Een handbalwedstrijd met heen en weer gemepte noten CONCERTRECENSIE. Paul van Kemenade invites… Niko Langenhuijsen, Morris Kliphuis, Yonga Sun, Maurice Leenaars, Paradox Tilburg, 9 oktober ’13 Oude wijn in nieuwe zakken derhalve? Ja en nee. Ja, omdat de altsaxofonist een deel van zijn bekendheid opbouwde met contrabassist/pianist/componist/orkestleider Niko Langenhuijsen en flamencogitarist Maurice Leenaars. Nee, omdat met de aanwezigheid van hoornist Morris Kliphuis en slagwerker Yonga Sun een nieuw samenwerkingsverband werd geïntroduceerd, zeker als je daar Van Kemenade en Langenhuijsen bijvoegt.
beeld: Gemma Kessels
door: Rinus van der Heijden
Het initiatief van het Tilburgse muziekpodium Paradox om een bepaalde musicus van tijd tot tijd zelf een muzikaal programma te laten samenstellen, is van het succesvolle soort. Paul van Kemenade stond al meermalen aan het hoofd van het ‘Invites…’-concept. Ditmaal had hij wat oudgedienden en musici van de jongere generatie uitgenodigd.
![]()
Paul van Kemenade speelde in verschillende samenstelling, zoals met slagwerker Yonga Sun, flamencogitarist Maurice Leenaars en contrabassist Niko Langenhuijsen.
Droomstart
Een kwartet met hen beiden, Morris Kliphuis en Yonga Sun zorgde eigenlijk al meteen voor een droomstart. De vier speelden stukken van elkaar – minus Yonga Sun – en dat pakte verrassend mooi uit. De combinatie altsaxofoon-hoorn is een wonderlijke; de hogere klankkleur van de saxofoon mengt fraai met de diepere toon van de hoorn. In de wat oudere Van Kemenadecompositie ‘Two Horns and a Bass’ werd dat al meteen heel direct op tafel gelegd. Het thema werd neergezet in een lijzig tempo, waarbij Paul van Kemenade de eerste solo voor zijn rekening nam. Morris Kliphuis raakte daardoor kennelijk zo gefascineerd, dat hij zijwaarts gebogen, met een verheerlijkte trek om de mond, de verrichtingen van Paul van Kemenade volgde.

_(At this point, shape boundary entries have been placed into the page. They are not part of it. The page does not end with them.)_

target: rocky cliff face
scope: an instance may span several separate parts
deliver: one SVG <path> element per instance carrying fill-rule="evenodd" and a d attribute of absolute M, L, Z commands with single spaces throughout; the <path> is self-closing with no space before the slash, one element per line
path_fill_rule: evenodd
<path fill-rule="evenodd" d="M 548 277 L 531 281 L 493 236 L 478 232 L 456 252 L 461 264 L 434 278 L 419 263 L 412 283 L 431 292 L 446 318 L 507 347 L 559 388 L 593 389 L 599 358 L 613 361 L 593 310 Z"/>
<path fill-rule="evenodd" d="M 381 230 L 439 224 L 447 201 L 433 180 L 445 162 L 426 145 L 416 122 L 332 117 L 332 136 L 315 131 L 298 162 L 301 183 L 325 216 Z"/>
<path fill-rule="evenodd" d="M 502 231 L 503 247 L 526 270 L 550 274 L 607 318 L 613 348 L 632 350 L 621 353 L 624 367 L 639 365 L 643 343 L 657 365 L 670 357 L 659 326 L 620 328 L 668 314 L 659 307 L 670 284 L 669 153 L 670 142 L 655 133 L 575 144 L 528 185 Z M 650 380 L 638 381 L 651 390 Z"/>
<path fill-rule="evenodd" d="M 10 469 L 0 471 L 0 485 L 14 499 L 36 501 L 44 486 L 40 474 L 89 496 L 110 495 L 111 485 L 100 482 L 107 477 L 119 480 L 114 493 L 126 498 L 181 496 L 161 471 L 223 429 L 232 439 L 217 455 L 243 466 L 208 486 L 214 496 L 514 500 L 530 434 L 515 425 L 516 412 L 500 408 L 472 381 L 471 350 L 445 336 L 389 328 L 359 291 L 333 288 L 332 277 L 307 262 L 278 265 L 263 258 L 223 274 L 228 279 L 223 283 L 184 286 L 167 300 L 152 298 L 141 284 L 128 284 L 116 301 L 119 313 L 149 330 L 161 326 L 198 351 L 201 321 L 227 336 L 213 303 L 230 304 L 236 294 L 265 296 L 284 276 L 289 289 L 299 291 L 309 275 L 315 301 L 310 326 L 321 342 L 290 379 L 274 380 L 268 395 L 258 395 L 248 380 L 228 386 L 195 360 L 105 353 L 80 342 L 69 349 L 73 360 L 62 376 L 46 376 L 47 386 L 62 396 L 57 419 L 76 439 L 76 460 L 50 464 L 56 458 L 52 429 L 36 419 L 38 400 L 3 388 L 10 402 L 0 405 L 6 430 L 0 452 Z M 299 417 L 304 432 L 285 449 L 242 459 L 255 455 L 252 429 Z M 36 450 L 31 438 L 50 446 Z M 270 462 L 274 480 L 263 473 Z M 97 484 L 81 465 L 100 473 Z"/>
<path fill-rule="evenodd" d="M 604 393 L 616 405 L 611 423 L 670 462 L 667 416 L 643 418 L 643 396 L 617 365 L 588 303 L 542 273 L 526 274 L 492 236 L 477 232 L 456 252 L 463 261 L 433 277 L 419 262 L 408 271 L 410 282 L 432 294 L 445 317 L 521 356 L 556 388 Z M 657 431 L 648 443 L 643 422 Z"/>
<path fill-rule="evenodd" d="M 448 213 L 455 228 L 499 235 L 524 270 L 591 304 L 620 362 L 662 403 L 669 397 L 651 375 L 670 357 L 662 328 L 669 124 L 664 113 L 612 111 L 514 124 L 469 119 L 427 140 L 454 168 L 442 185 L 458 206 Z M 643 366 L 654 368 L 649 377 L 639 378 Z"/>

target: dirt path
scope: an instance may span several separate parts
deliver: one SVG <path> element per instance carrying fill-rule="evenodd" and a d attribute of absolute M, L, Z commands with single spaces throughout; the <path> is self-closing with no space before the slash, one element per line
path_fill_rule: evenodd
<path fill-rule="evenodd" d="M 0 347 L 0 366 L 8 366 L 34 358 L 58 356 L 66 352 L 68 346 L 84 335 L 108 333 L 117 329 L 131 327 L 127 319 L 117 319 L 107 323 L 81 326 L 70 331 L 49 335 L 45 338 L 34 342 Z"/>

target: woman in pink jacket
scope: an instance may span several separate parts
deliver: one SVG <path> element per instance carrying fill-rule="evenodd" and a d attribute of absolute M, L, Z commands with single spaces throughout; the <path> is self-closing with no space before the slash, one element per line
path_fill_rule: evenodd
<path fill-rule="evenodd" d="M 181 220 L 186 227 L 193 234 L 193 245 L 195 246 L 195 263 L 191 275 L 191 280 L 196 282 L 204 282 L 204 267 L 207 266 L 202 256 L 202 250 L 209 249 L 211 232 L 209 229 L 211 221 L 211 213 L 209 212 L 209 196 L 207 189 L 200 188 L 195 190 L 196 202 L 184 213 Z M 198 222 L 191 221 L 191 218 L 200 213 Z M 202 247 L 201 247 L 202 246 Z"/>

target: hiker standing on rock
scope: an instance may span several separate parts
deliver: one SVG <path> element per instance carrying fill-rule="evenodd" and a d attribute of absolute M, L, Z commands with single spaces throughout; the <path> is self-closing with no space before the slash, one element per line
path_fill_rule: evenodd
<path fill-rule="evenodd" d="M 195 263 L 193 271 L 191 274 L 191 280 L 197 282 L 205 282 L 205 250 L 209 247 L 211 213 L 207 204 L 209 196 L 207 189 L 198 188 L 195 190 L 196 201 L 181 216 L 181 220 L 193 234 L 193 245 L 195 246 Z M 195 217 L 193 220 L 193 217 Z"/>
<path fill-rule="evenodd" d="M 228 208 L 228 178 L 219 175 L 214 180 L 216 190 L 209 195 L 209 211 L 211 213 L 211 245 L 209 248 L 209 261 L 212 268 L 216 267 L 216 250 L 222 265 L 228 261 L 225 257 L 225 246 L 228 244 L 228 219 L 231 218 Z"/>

Met een attente contrabas van Niko Langenhuijsen op de achtergrond ging de focus langzaam over naar Kliphuis’ hoorn, waarna de altsaxofoon de toon behoedzaam omhoog trok. De rol van Yonga Sun was hier, zoals in de overig gespeelde werken, inventief en inspirerend naar zowel medemusici als luisteraars.
Mooi was ook de hernieuwde kennismaking met ‘Doka Bonga’, dat Niko Langenhuijsen in 1983 uitbracht met het Gemeentereinigingsorkest Vaalbleek. Hier was het stuk terug gebracht tot kwartetbezetting, met de componist voor de verandering achter de piano. ‘Doka Bonga’ is onnavolgbaar melodieus en harmonisch en in deze uitvoering kregen deze beide facetten nog meer nadruk. Zeker omdat de balladevorm recht overeind werd gehouden.
![]()
Hoornist Morris Kliphuis had twee stukken mee naar Tilburg gebracht.
Als slot van het concert stond een tweede compositie van Morris Kliphuis op de lessenaars. Dit ontpopte zich als een soort handbalwedstrijd, niet met een bal maar nu met noten, die handig tussen hoorn en altsaxofoon heen en weer werden gemept. Een genot om naar te luisteren. Juist daardoor zou het voor de bandleden het overwegen waard zijn om van deze gelegenheidsbezetting een definitieve te maken. Het jazzleven in Nederland zou ermee gediend en verrijkt zijn.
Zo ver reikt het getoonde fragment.